Chienne de vie. Il n’y a pas de saison pour se sentir comme un mégot écrasé entre les gros doigts poisseux du Hasard. Et pourtant. Aucun regard, aucun amour, aucune civilisation ne résiste aux immenses roues du Temps. Il aplatit tout Passé et forme un horizon laid sur lequel nos yeux se fixent malgré nous. Est-ce ça l’enfer ? Une plage longue et lisse faite de vide dans laquelle la seule chose à voir est ce laid horizon. Ça ne peut pas être ça. Il existe malgré tout des lueurs qui frémissent. Dans ces abris temporaires creusés par la lumière se trouve un répit qui accueille. Trouver les lueurs et y courir.
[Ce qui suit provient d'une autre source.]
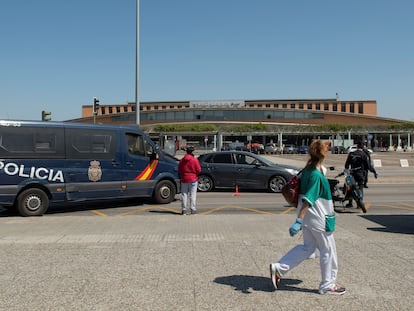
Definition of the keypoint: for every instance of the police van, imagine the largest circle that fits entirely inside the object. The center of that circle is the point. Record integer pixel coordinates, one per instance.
(56, 162)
Mais c’est vrai, il n’y a pas de soleil caché derrière les nuages. C’est à nous de trouver l’eau dans ce désert même quand ces lueurs semblent être des mirages. Inscrire sur le sable de cette plage vide nos vœux avec ferveur, ce que l’on souhaite voir exister pendant cette chienne de vie. On peut faire beaucoup, on le doit certainement. Entendre la réalité de l’autre, l’épauler et le surprendre quand la tempête gronde. Cette chance que l’on crée pour autrui par notre présence ne garantit aucun changement, aucun succès. On échoue trop souvent. Mais c’est bien dans ces mouvements répétés, en tendant sa main encore et encore, que l’on trouve la force de regarder l’Absurde, pas comme un adversaire, mais comme une drôle d’étoile qui nous guide sans nous éclairer. Un compagnon indéniable qui prend souvent sans rendre. Oui, il reste beaucoup à faire pour marcher cette route sans se tourner vers la plage vide et lisse de l’enfer, ni vers l’horizon laid du Passé aplati par le Temps. Encore beaucoup !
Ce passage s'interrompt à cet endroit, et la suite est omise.